En el estallido neogaláctico que viene dándose dentro y en los alrededores del sistema educativo (mundial), ese que está teniendo lugar en el proceso de enseñanza-aprendizaje de las sociedades actuales, hay ahora mismo dos digamos escuelas (valga la expresión, que no el chiste) enfrentadas claramente. Y en medio estamos muchos, pero no la mayoría, pues la mayoría se decanta bien por una de esas escuelas, la tradicional, la clásica, la que considera que para que alguien aprenda basta con que haya alguien que sepa enseñar, o bien por la otra, la innovadora, la revolucionaria, que dice que nada (o casi nada, admiten algunos de sus miembros) del pasado educativo sirve ya para el presente y menos aún para el futuro.

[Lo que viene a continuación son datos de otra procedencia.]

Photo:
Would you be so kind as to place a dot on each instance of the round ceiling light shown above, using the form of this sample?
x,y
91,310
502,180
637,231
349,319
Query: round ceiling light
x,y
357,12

Las he definido con un trazo muy grueso. Voy a intentar dibujarlas con un dibujo bastante más preciso.
De un lado, estarían quienes defienden que los contenidos siguen ganándole la partida a las maneras de enseñarlos. De otro, quienes consideran que lo importante es enseñar a que quien aprende aprenda a aprender, lo que sea: que sea capaz de aprender lo que sea útil cuando necesite usar aquello que sea capaz de aprender por sí sólo.
A un lado, se sitúan quienes consideran al maestro, al profesor, al enseñante, como el eje esencial del proceso de enseñanza-aprendizaje, al vehiculador suficiente de ese trasvase de saberes de la sociedad civil afincada en la realidad a la descendencia de la sociedad civil que ha de aprender lo que es de interés para ser un ciudadano consciente, útil, provechoso. Al otro, están los educadores que consideran que en ese proceso de transmisión es tan importante el origen de uno de los sentidos como el origen del otro, el que aprende como el que enseña, porque, finalmente, ambos aprenden y ambos enseñan, los mismos educadores que creen que, incluso, los alumnos han de aprender de los demás alumnos.

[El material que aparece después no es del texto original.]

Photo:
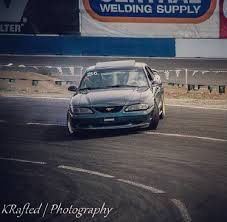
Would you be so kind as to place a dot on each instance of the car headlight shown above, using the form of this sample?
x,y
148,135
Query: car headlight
x,y
136,107
81,110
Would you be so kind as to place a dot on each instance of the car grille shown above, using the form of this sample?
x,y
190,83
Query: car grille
x,y
109,109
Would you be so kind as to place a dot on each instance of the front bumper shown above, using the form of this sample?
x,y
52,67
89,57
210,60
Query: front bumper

Asimismo, vemos en una parte a quienes consideran que la evaluación es un método idóneo para medir, valorar, decidir, pero un método de uso reducido, no necesariamente de forma continua, y en la otra, a quienes perciben en la evaluación permanente del aprendiz, pero también del enseñante y del mismísimo proceso educativo, el eje sobre el que pivota todo el sistema.
En definitiva, en los dos extremos que dominan de alguna manera este embrollo asombroso que es hoy la educación están, en un rincón (de pensar), quienes estiman que lo que hay que hacer es aprovechar las nuevas tecnologías para que todo siga igual y, en el otro, quienes ven en las nuevas tecnologías una herramienta valiosísima para conseguir que los alumnos del presente se preparen para ser los ciudadanos y trabajadores de un mañana en el que casi nada de lo que hoy triunfa entonces existirá.
Frente a frente quienes dicen ser capaces de seguir formando ciudadanos con los procedimientos tradicionales y quienes tachan a la escuela tradicional de castradora y asesina de expectativas.
En realidad, los unos van en decadencia, cada vez son menos, según parece, mientras los otros crecen a merced del vendaval de los tiempos que vienen gritando innovación, innovación, innovación.
Y en esas estamos. Y en España sin pacto educativo.
Lo de los deberes para casa lo dejo… para mejor ocasión.